Agent Data Spooling and Offline Recovery

Overview

Server Scout's agent includes a robust data spooling system designed to minimise data loss during network outages, server maintenance, or API unavailability. When the agent cannot reach the Server Scout API, it automatically stores metric data locally and replays it once connectivity is restored.

This offline recovery mechanism ensures your monitoring data remains consistent and complete, even during planned maintenance windows or unexpected network disruptions.

How Data Spooling Works

When the Server Scout agent encounters connectivity issues, it seamlessly switches to offline mode. Instead of discarding metric data, the agent writes each metric payload to disk in the spool directory located at /opt/scout-agent/spool/.
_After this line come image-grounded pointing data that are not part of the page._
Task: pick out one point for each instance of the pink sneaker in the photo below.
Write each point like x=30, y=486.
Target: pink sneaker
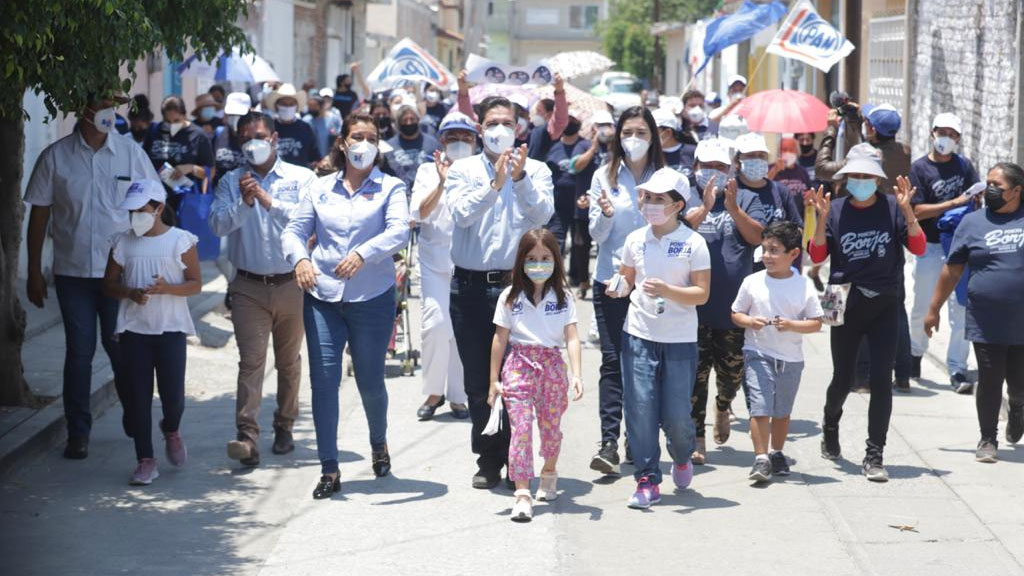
x=145, y=472
x=176, y=452
x=645, y=495
x=682, y=475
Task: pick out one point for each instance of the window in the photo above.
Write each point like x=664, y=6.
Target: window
x=584, y=17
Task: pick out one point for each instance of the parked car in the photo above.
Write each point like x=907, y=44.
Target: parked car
x=624, y=94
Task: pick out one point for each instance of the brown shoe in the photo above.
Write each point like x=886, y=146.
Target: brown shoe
x=283, y=443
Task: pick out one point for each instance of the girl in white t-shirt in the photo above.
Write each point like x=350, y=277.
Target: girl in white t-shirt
x=538, y=316
x=152, y=270
x=670, y=266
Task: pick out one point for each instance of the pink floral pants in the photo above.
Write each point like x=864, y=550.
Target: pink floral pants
x=534, y=380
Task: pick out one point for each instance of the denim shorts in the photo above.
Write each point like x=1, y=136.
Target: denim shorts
x=770, y=384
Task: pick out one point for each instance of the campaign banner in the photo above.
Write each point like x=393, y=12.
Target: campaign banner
x=809, y=38
x=408, y=60
x=482, y=71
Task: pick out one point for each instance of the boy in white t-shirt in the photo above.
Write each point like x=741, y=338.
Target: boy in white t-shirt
x=776, y=306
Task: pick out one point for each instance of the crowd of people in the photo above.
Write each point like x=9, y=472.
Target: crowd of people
x=700, y=231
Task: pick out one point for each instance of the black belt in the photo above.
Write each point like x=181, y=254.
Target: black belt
x=270, y=279
x=488, y=277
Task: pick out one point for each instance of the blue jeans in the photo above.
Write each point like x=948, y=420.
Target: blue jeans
x=657, y=383
x=367, y=328
x=82, y=301
x=143, y=355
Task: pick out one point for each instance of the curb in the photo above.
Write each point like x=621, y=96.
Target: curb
x=41, y=432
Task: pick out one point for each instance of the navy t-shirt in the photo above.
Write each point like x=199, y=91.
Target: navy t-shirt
x=409, y=155
x=297, y=144
x=866, y=244
x=992, y=247
x=564, y=181
x=731, y=257
x=937, y=182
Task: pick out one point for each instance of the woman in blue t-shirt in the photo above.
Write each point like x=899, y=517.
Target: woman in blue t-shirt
x=990, y=244
x=864, y=233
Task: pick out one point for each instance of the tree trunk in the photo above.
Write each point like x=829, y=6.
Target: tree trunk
x=13, y=388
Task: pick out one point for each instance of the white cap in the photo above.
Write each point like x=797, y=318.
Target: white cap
x=141, y=192
x=750, y=142
x=713, y=150
x=665, y=119
x=665, y=180
x=601, y=117
x=238, y=104
x=947, y=120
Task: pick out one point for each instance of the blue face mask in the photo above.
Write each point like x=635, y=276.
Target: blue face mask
x=861, y=190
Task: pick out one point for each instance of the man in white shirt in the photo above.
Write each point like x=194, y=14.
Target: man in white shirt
x=494, y=198
x=80, y=180
x=252, y=205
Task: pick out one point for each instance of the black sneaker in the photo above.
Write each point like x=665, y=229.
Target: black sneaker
x=829, y=442
x=872, y=465
x=761, y=470
x=779, y=466
x=915, y=366
x=1015, y=423
x=606, y=459
x=961, y=384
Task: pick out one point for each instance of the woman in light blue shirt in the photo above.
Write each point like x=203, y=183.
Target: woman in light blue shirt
x=359, y=217
x=635, y=155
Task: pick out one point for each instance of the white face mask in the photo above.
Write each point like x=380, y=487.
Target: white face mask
x=142, y=222
x=499, y=138
x=257, y=152
x=458, y=150
x=635, y=148
x=103, y=120
x=288, y=113
x=944, y=146
x=361, y=155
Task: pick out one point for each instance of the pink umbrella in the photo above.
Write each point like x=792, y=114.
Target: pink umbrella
x=783, y=112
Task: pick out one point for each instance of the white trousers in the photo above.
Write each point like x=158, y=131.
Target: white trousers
x=926, y=277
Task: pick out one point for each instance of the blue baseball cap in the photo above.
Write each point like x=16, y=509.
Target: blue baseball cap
x=456, y=121
x=884, y=118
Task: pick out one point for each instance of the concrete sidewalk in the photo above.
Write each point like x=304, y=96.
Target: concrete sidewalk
x=26, y=432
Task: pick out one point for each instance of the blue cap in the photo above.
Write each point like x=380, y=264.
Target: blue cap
x=456, y=121
x=884, y=118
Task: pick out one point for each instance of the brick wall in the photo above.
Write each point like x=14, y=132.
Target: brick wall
x=967, y=62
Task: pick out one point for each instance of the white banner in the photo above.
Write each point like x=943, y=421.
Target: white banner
x=809, y=38
x=482, y=71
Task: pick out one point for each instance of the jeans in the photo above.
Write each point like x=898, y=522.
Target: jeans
x=926, y=277
x=878, y=320
x=82, y=301
x=473, y=302
x=657, y=383
x=995, y=364
x=366, y=327
x=143, y=355
x=610, y=315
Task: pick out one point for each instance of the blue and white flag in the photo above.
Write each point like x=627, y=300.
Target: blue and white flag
x=733, y=29
x=809, y=38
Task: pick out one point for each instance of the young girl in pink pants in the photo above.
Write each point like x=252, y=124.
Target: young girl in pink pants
x=537, y=315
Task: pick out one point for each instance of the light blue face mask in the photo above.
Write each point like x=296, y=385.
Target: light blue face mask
x=861, y=189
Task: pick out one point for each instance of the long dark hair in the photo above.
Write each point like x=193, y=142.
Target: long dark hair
x=654, y=154
x=521, y=284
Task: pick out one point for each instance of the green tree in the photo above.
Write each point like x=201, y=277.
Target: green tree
x=67, y=50
x=626, y=35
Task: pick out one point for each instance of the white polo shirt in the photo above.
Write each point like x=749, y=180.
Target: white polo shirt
x=672, y=259
x=543, y=325
x=84, y=189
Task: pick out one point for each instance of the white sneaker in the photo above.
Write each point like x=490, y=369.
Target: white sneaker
x=548, y=489
x=522, y=510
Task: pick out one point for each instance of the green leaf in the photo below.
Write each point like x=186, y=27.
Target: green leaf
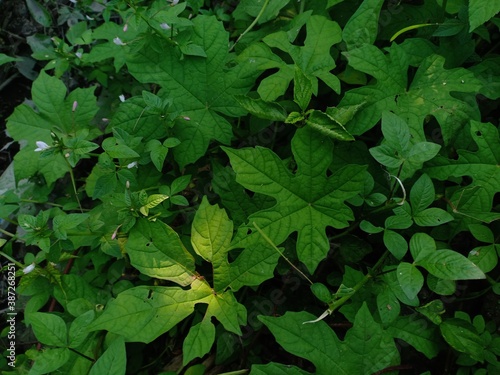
x=141, y=314
x=369, y=227
x=113, y=361
x=463, y=337
x=179, y=184
x=277, y=369
x=156, y=250
x=4, y=59
x=313, y=58
x=410, y=279
x=362, y=27
x=395, y=243
x=397, y=153
x=326, y=125
x=421, y=245
x=262, y=109
x=321, y=292
x=432, y=217
x=481, y=165
x=198, y=341
x=450, y=265
x=422, y=194
x=481, y=12
x=306, y=202
x=482, y=233
x=227, y=310
x=367, y=348
x=50, y=360
x=49, y=329
x=433, y=311
x=485, y=257
x=211, y=236
x=392, y=92
x=388, y=306
x=39, y=13
x=199, y=87
x=418, y=333
x=302, y=89
x=78, y=331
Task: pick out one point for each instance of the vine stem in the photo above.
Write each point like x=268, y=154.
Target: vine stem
x=338, y=303
x=280, y=253
x=72, y=176
x=20, y=265
x=262, y=10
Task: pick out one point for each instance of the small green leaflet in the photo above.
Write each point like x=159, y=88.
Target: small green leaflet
x=143, y=313
x=156, y=250
x=480, y=12
x=363, y=25
x=211, y=238
x=307, y=201
x=397, y=152
x=54, y=113
x=113, y=361
x=313, y=60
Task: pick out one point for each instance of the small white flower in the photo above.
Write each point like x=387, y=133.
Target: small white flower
x=41, y=146
x=118, y=42
x=115, y=233
x=29, y=268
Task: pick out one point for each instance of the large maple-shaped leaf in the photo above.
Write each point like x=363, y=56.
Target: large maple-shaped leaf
x=476, y=201
x=307, y=201
x=366, y=349
x=429, y=93
x=200, y=87
x=211, y=239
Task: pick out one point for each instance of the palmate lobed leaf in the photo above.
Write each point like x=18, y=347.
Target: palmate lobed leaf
x=199, y=87
x=143, y=313
x=307, y=201
x=428, y=92
x=366, y=349
x=481, y=165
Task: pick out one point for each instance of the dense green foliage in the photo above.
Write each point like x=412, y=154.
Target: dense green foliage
x=258, y=186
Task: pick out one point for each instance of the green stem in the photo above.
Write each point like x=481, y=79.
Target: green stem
x=72, y=176
x=264, y=6
x=338, y=303
x=40, y=202
x=20, y=265
x=280, y=253
x=3, y=231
Each file in the spool directory represents a single metric collection cycle, containing all the performance data that would normally be transmitted to the API. The files are timestamped and stored in a format that preserves the original metric structure.
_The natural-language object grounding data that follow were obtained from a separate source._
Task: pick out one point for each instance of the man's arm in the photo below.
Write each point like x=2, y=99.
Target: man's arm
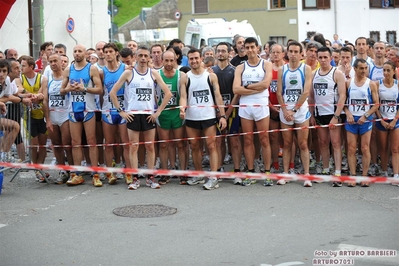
x=65, y=86
x=306, y=87
x=279, y=92
x=238, y=87
x=218, y=100
x=265, y=83
x=183, y=96
x=375, y=97
x=95, y=76
x=46, y=109
x=164, y=88
x=341, y=86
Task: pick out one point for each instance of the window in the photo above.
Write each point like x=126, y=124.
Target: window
x=391, y=37
x=375, y=35
x=279, y=39
x=309, y=34
x=277, y=4
x=316, y=4
x=200, y=6
x=384, y=3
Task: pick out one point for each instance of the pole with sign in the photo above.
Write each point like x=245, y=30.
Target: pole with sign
x=70, y=27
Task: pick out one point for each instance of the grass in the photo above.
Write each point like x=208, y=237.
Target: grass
x=128, y=9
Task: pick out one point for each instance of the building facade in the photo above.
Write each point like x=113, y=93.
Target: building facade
x=271, y=19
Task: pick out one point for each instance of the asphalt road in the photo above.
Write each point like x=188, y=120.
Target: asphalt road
x=47, y=224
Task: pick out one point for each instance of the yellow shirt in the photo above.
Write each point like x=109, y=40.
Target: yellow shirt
x=37, y=112
x=317, y=65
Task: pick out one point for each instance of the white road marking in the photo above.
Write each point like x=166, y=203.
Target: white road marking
x=383, y=260
x=292, y=263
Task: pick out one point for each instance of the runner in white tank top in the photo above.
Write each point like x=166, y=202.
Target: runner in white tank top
x=199, y=84
x=251, y=81
x=327, y=99
x=361, y=94
x=139, y=114
x=388, y=89
x=293, y=87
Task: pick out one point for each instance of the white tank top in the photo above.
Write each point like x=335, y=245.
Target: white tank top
x=81, y=101
x=359, y=98
x=199, y=94
x=293, y=82
x=140, y=93
x=56, y=101
x=250, y=75
x=389, y=99
x=325, y=92
x=376, y=73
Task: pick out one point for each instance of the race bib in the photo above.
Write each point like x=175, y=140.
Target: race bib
x=121, y=101
x=173, y=99
x=273, y=86
x=78, y=97
x=358, y=105
x=144, y=94
x=320, y=89
x=292, y=96
x=226, y=99
x=201, y=96
x=57, y=100
x=388, y=106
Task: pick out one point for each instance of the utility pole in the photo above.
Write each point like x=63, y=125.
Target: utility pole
x=37, y=26
x=143, y=18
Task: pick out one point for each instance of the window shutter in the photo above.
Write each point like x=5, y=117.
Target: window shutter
x=200, y=6
x=323, y=4
x=376, y=3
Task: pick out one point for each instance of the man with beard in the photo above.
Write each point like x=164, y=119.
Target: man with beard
x=241, y=56
x=225, y=73
x=81, y=83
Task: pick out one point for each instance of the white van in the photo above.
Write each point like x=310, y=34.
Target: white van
x=210, y=32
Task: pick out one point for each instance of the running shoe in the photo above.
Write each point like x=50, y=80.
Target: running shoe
x=183, y=180
x=75, y=180
x=63, y=177
x=196, y=180
x=163, y=180
x=111, y=179
x=129, y=178
x=96, y=181
x=268, y=182
x=150, y=182
x=135, y=184
x=247, y=182
x=307, y=183
x=237, y=181
x=211, y=184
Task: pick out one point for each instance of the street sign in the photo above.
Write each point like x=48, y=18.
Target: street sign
x=70, y=25
x=143, y=15
x=177, y=15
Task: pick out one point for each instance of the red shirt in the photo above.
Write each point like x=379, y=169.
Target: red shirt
x=39, y=65
x=273, y=88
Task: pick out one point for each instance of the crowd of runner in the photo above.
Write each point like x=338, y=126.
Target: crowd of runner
x=326, y=106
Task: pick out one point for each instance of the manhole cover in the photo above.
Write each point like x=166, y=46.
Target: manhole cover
x=144, y=211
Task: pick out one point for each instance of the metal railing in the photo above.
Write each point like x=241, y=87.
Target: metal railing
x=15, y=147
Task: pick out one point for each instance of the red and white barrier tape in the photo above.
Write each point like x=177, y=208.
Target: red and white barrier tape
x=189, y=173
x=196, y=138
x=226, y=106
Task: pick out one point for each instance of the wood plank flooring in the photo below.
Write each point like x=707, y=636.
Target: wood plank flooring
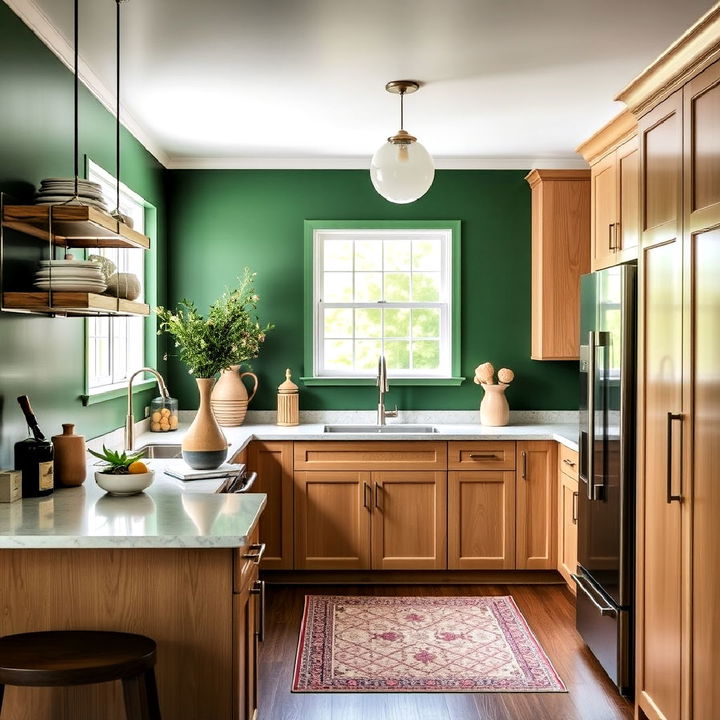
x=548, y=609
Spool Directory Management

The spool directory has several important characteristics:

  • Location: /opt/scout-agent/spool/
  • Maximum files: 720 files
  • File format: Compressed JSON payloads with timestamp prefixes

To check your current spool status, you can examine the directory:

ls -la /opt/scout-agent/spool/

When the maximum of 720 files is reached, the agent will begin overwriting the oldest files to prevent disk space issues. This provides approximately 12 hours of offline storage at the default collection interval.

Replay Process

Once connectivity is restored, the agent begins replaying spooled data using a First-In-First-Out (FIFO) approach. This ensures that metric data is transmitted in chronological order, maintaining the integrity of your monitoring timeline.

During replay, the agent adds a special HTTP header to distinguish replayed data from live metrics:

X-Replay: true

This header allows the Server Scout platform to properly handle historical data and prevents any conflicts with real-time monitoring.

Retry Logic and Backoff

The agent employs an intelligent retry mechanism with exponential backoff to avoid overwhelming the API during recovery:

  1. Initial retry: 5 seconds
  2. Subsequent retries: Double the previous interval
  3. Maximum interval: 120 seconds

This approach ensures that temporary network hiccups are handled quickly, whilst persistent issues don't result in aggressive retry attempts that could impact system performance.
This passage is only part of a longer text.